He was right. The race was so close, in fact, it’s not going to be settled Tuesday night.

With 100 percent of precincts reporting, Cappleman had 6,692 votes to Marianne Lalonde’s 6,669 (50.09 percent to 49.91 percent) — leaving it within reach of a flip-flop at the top when mail-in ballots are counted in the coming days.

“This will definitely come down to mail-in ballots,” Cappleman. “Aren’t elections fun?”

Earlier Tuesday night, Lalonde said, “We are enjoying ourselves over here but it’s a real nail-biter.”

With just 23 votes separating the two, no one was ready to declare victory. Mail-in ballots had to be postmarked by the end of the day Tuesday and arrive within 14 days. The election is certified on April 16, after 14 days of counting.

Cappleman raised the possibility that if he wins it could be his final term.

“Everybody is different, but for me, three terms would probably be enough,” he said.

During the campaign, a central issue in the ward was development. The ward, which includes most of Uptown and parts of Lakeview, has undergone massive changes and displacement has become a real fear for many, as shown when Stewart Elementary School was closed and began being converted into high-priced luxury apartments.

Lalonde and Cappleman’s other challengers argued that while the ward may have once been a bastion for affordable housing, lately the scales have started to tip toward developer interests. She criticized Cappleman for allowing too many developers to avoid building affordable units on-site by paying into the Low-Income Housing Trust Fund.

But Cappleman maintained incentivizing developers is the best way to continue to spur progress while also providing for those in need of housing.

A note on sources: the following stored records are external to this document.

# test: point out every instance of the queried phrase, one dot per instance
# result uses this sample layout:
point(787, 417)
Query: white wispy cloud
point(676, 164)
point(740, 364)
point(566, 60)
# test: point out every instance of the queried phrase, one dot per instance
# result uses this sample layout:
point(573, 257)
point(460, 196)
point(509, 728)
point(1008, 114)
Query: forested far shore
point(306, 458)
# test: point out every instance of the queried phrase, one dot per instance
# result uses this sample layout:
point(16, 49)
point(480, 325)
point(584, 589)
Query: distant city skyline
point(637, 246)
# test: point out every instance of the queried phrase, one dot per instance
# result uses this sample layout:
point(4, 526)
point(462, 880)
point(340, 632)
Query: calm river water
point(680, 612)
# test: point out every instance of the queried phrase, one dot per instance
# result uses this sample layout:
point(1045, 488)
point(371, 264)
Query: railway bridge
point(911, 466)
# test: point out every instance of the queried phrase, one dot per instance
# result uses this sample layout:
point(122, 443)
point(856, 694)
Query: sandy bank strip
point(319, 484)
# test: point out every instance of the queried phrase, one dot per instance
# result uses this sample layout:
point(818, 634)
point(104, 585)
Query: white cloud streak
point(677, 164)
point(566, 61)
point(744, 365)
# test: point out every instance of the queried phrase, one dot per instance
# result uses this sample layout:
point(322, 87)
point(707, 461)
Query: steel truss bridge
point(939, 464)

If you don’t properly incentivize the developers then you will lose out on affordable housing altogether, he said.

“I want a process that incentivizes more affordable housing throughout the city,” he said.

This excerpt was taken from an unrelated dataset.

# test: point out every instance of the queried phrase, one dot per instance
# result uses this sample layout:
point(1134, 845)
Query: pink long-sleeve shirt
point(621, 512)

As Election Day drew closer, Cappleman was under more scrutiny than usual after taking over as head of the zoning committee following the exit of disgraced Ald. Danny Solis (25th).

Cappleman highlighted his many years of experience as alderman and a ward resident. At every turn, Cappleman was quick to point out what he called a lack of experience from Lalonde, citing her less than four years living in the ward.

Lalonde campaigned against Cappleman’s record in office, aligning herself with Lori Lightfoot (the two endorsed each other in January) and advertising herself as a reform candidate. She was a stark critic of Cappleman’s handling of the Lincoln Yards development at City Hall.

In the Feb. 26 election, Cappleman received 44 percent of the vote to Lalonde’s 18 percent. But challengers Erika Wozniak and Angela Clay collectively received more than 32 percent of the vote. Clay and Wozniak endorsed and campaigned for Lalonde.